Mesele, Demokratik Toplum Kongresi’nin şahsında sivil siyasetin önünü kesmek, bunun için de onun bağrında biçimlenecek her türlü öneriyi/projeyi peşinen ‘anti-demokratik, çağdışı, otoriter, totaliter, diktatoryal’ ilân etmektir. Bütün bu kötü özellikleri özetlemek üzere kullandıkları ‘stalinist’ tabiri ise, kendi çığırtılarıyla Erdoğan’ın yeni stratejisi arasındaki rabıta ve uyumu sağlayacak  anahtar unsurdur.
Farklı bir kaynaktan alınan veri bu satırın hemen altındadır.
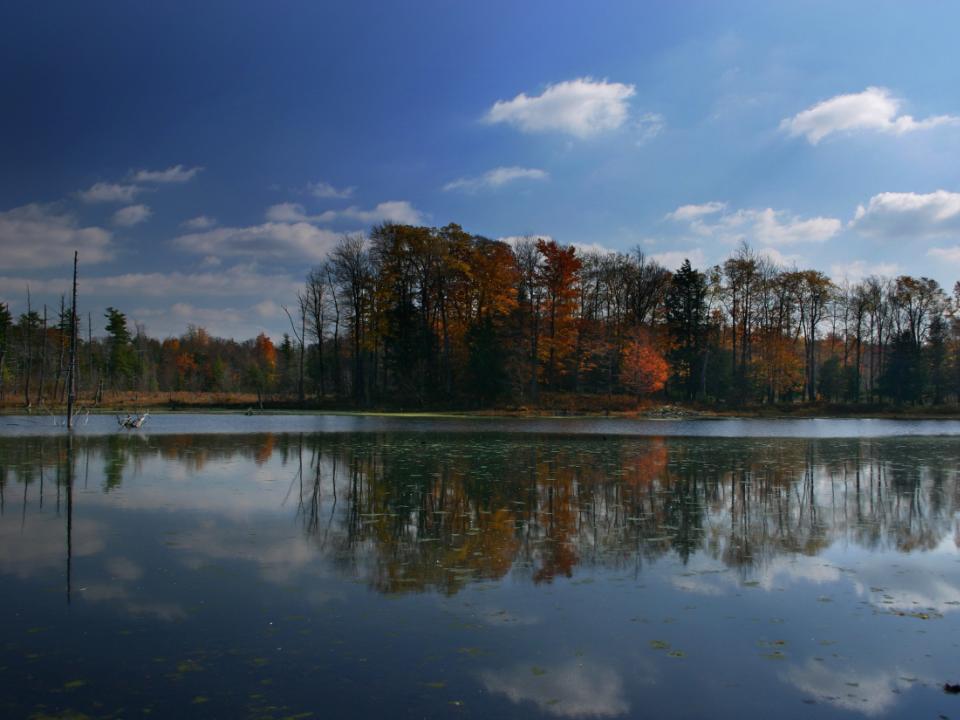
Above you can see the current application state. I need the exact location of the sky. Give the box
[0,0,960,339]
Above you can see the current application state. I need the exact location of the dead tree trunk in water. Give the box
[67,251,77,430]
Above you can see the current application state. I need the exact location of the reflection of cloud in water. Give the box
[480,660,630,718]
[854,538,960,614]
[107,557,143,581]
[174,520,325,584]
[0,514,104,578]
[780,660,911,716]
[78,583,187,622]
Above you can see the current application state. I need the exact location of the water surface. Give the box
[0,415,960,718]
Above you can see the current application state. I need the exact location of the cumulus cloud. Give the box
[480,661,630,718]
[0,204,112,269]
[850,190,960,238]
[77,182,143,203]
[112,205,153,227]
[780,87,960,145]
[181,215,217,230]
[133,165,203,183]
[781,660,912,717]
[267,200,424,225]
[666,202,843,245]
[443,165,550,193]
[484,77,636,138]
[173,221,338,261]
[307,181,356,200]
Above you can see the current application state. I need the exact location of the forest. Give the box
[0,224,960,409]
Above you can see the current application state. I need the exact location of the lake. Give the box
[0,414,960,718]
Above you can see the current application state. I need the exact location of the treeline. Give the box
[0,224,960,407]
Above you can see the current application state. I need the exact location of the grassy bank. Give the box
[0,392,960,419]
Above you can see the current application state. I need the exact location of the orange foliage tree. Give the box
[620,340,670,395]
[537,238,583,386]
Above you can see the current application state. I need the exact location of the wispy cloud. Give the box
[181,215,217,230]
[0,264,302,299]
[666,202,843,245]
[649,248,707,270]
[664,201,727,222]
[266,200,424,225]
[112,205,153,227]
[77,182,143,203]
[307,181,356,200]
[443,165,550,193]
[634,113,667,145]
[0,204,112,269]
[484,77,636,138]
[780,87,960,145]
[173,222,338,261]
[830,258,900,283]
[133,165,203,183]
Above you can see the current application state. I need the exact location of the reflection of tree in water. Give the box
[0,434,960,593]
[284,436,960,593]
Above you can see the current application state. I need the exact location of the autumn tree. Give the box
[620,339,670,395]
[537,238,582,387]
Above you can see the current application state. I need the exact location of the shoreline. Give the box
[0,397,960,420]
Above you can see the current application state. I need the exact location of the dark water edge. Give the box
[0,413,960,438]
[0,430,960,718]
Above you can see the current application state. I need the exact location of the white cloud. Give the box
[0,204,112,268]
[266,200,424,225]
[649,248,707,270]
[754,247,806,268]
[664,201,727,222]
[173,221,338,261]
[850,190,960,238]
[336,200,423,225]
[570,243,617,255]
[480,660,632,718]
[77,183,143,203]
[780,87,960,145]
[112,205,153,227]
[129,302,279,338]
[830,258,900,284]
[497,235,553,247]
[781,659,912,716]
[133,165,203,183]
[266,203,310,222]
[443,166,550,193]
[484,77,636,138]
[634,113,667,145]
[666,202,843,245]
[181,215,217,230]
[927,245,960,264]
[0,264,303,299]
[307,181,356,200]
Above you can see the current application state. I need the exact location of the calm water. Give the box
[0,415,960,718]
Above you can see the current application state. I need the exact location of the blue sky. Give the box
[0,0,960,338]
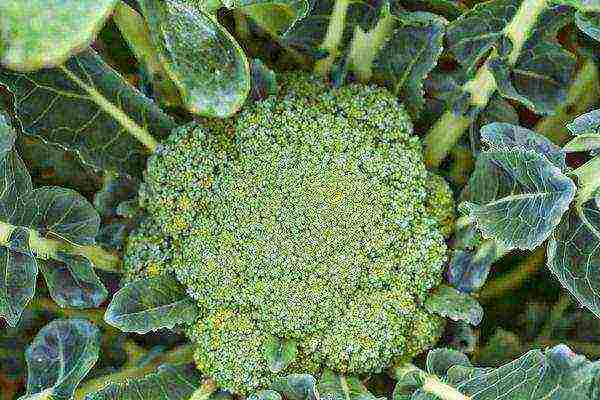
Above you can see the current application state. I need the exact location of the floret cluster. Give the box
[127,73,453,393]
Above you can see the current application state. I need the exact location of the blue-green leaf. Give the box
[547,199,600,318]
[0,0,117,71]
[85,364,202,400]
[425,286,483,326]
[464,137,576,250]
[140,0,250,118]
[21,319,100,400]
[104,275,198,334]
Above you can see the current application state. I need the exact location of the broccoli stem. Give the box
[348,4,396,82]
[424,0,548,168]
[0,222,121,272]
[59,66,158,153]
[535,58,600,145]
[314,0,350,76]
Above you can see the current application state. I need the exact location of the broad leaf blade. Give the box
[0,0,118,71]
[140,0,250,118]
[22,319,100,400]
[104,275,198,334]
[425,286,483,326]
[374,13,446,117]
[85,364,202,400]
[547,200,600,318]
[0,50,175,176]
[464,149,575,250]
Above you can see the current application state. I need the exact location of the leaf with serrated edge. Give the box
[0,50,175,176]
[547,200,600,318]
[104,275,198,334]
[425,286,483,326]
[21,319,100,400]
[140,0,250,118]
[0,0,118,71]
[373,12,446,117]
[85,364,202,400]
[463,145,576,250]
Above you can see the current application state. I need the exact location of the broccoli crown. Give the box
[128,73,453,393]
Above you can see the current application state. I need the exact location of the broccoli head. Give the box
[127,73,453,394]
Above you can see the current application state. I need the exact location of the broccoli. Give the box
[126,72,454,394]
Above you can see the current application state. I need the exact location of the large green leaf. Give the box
[0,0,118,71]
[463,124,575,250]
[547,199,600,318]
[425,286,483,326]
[104,275,198,334]
[0,50,175,176]
[140,0,250,118]
[21,319,100,400]
[317,369,377,400]
[373,13,446,117]
[85,364,202,400]
[0,114,107,326]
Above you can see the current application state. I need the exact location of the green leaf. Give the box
[104,275,198,334]
[0,0,117,71]
[546,199,600,318]
[463,124,576,250]
[264,337,298,372]
[563,110,600,154]
[248,390,281,400]
[446,0,520,74]
[140,0,250,118]
[317,369,377,400]
[271,374,319,400]
[373,12,446,117]
[0,50,175,176]
[575,12,600,41]
[425,286,483,326]
[21,319,100,400]
[447,345,600,400]
[85,364,202,400]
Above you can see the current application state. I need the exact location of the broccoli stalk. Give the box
[125,73,454,394]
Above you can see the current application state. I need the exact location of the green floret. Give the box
[127,73,453,394]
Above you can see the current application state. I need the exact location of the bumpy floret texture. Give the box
[128,73,452,393]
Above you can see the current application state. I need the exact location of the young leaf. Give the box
[271,374,319,400]
[464,124,575,250]
[85,364,202,400]
[0,49,175,176]
[373,12,446,117]
[317,369,377,400]
[0,0,118,71]
[140,0,250,118]
[104,275,198,334]
[547,199,600,318]
[425,286,483,326]
[264,337,298,372]
[21,319,100,400]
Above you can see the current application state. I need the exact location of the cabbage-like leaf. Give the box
[271,374,319,400]
[0,114,107,326]
[373,12,446,117]
[21,319,100,400]
[464,125,576,250]
[104,275,198,334]
[425,286,483,326]
[317,369,377,400]
[547,199,600,318]
[139,0,250,118]
[575,12,600,42]
[0,49,175,176]
[0,0,118,71]
[563,110,600,154]
[85,364,202,400]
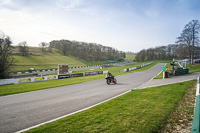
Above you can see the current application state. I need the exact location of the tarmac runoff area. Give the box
[135,72,200,89]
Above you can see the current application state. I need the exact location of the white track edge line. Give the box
[16,64,166,133]
[135,63,166,90]
[16,90,131,133]
[138,78,196,89]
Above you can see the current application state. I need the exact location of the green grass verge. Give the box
[27,80,196,133]
[154,63,200,79]
[12,53,85,71]
[126,53,136,60]
[189,64,200,73]
[0,62,157,96]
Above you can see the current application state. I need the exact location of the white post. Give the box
[163,71,165,79]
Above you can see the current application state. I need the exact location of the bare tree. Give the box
[0,33,14,79]
[18,41,29,56]
[39,42,49,52]
[177,20,200,64]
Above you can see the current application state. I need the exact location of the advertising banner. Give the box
[71,73,83,78]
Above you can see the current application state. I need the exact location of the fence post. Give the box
[191,77,200,133]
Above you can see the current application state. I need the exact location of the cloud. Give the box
[56,0,81,9]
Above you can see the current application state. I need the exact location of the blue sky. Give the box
[0,0,200,52]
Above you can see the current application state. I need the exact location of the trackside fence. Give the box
[191,76,200,133]
[0,62,152,85]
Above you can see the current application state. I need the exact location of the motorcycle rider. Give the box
[106,72,114,80]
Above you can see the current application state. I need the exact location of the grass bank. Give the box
[0,62,157,96]
[27,80,196,133]
[154,63,200,79]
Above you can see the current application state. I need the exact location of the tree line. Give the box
[135,20,200,63]
[49,40,126,61]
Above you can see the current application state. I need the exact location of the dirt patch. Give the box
[161,82,196,133]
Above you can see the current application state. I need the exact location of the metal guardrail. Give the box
[191,76,200,133]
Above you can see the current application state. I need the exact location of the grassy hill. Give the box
[126,53,135,60]
[12,47,105,71]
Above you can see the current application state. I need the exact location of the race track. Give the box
[0,63,164,133]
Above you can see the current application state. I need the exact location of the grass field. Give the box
[12,47,107,72]
[0,62,157,96]
[126,53,135,60]
[27,81,196,133]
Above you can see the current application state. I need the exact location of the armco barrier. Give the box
[0,62,152,85]
[124,62,153,72]
[191,77,200,133]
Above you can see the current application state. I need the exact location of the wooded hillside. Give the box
[49,40,126,61]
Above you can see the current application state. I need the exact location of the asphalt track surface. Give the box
[0,63,164,133]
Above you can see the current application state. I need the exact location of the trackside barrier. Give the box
[191,77,200,133]
[124,62,153,72]
[0,71,108,85]
[10,64,109,74]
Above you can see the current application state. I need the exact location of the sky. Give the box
[0,0,200,52]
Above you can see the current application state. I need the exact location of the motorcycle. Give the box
[105,76,117,85]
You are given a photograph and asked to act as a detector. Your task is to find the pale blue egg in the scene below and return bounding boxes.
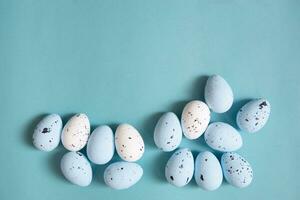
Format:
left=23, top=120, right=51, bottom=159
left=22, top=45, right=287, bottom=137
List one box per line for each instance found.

Bu yeni stratejide BDP, PKK vb… artık bölücülükten çok solculuk, komünistlik ve din düşmanlığı üzerinden vurulacaktır; ki, bu şekilde bir yandan Gülenci/Hizbullahçı unsurların ‘terörle mücadele’ye aktif katılımları (tabiî, yerine göre silahlı ve devlet korumalı mütedeyyin STK’lar olarak) sağlanırken, diğer yandan da her türlü halk muhalefetinin solculuk/komünistlik/zındıklık üzerinden Ergenekon’la bağıntılıymış gibi gösterilip kriminalize edilmesi (eşkiyalaştırılması) mümkün olacaktır: Malûm gazetedeki malûm elemanın, tutuklu bir generalin nasıl hem Ergenekoncu hem de yasadışı sol örgüt mensubu olduğunu çakma belgelerle manşete taşıma işine, tam da bugünlerde girişmiş olması hiç de tesadüf değildir.